One of the clearest findings that emerged from this work is that transitions are highly context‑specific. The social impacts and opportunities associated with them depend heavily on local conditions, from the economic role a mine or steel site plays in a region, to the availability of alternative jobs, to the presence of strong institutions and community organisations. Understanding this is a critical first step, because it means recognising that there is no one‑size‑fits‑all approach.
Another important insight is that while voluntary sustainability standards have an important role to play, they cannot drive a just transition on their own. Nor can it be directed by steelmakers or mining companies alone. A truly just transition requires collaboration with a much wider group of actors, such as local and national governments, financial institutions, workers and trade unions, communities, and Indigenous peoples. The Framework helps clarify where VSSs can contribute most effectively, but it also emphasises that delivering a fair transition is ultimately a shared responsibility, not something any single organisation or sector can dictate or deliver in isolation.
How will the framework impact ResponsibleSteel’s International Production Standard?
Following the production of the Just Transition Framework, we benchmarked it against the ResponsibleSteel International Production Standard to identify where just transition concepts are already well covered and where there may be gaps.
One of the key findings from this exercise and from our discussions with our Just Transition Working Group is that many just transition elements are already embedded in the Standard, even if they aren’t described using that specific terminology. For example, existing requirements around stakeholder engagement, site decommissioning and closure, labour rights and the development of closure plans all support just transition outcomes.
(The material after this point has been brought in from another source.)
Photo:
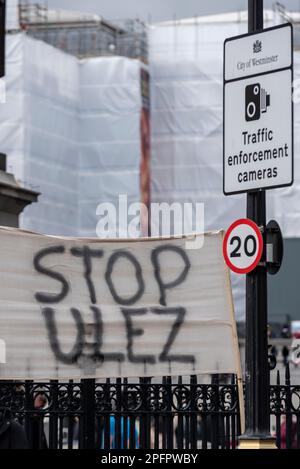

Where the Framework has added value is by providing a structure for the conversation, which enables discussions around the most important elements for inclusion in the standard, and helps to identify where we could make these expectations more explicit about their application to transitions.
What’s next?
As we move forward with the standard revision, our focus is on making more explicit where requirements will support a just transition, in the standard itself or in supporting guidance. For example, strengthening guidance around due diligence, particularly how sites should identify and address just transition‑related risks and impacts, and clarifying what a robust just transition plan should contain. This might cover identified risks, mitigation actions, and support measures such as worker training or reskilling.
The aim isn’t to introduce major new requirements. Instead, the intention is to build on what’s already there, ensuring the Standard continues to evolve in a way that supports a fair, inclusive, and responsible transition across the steel value chain.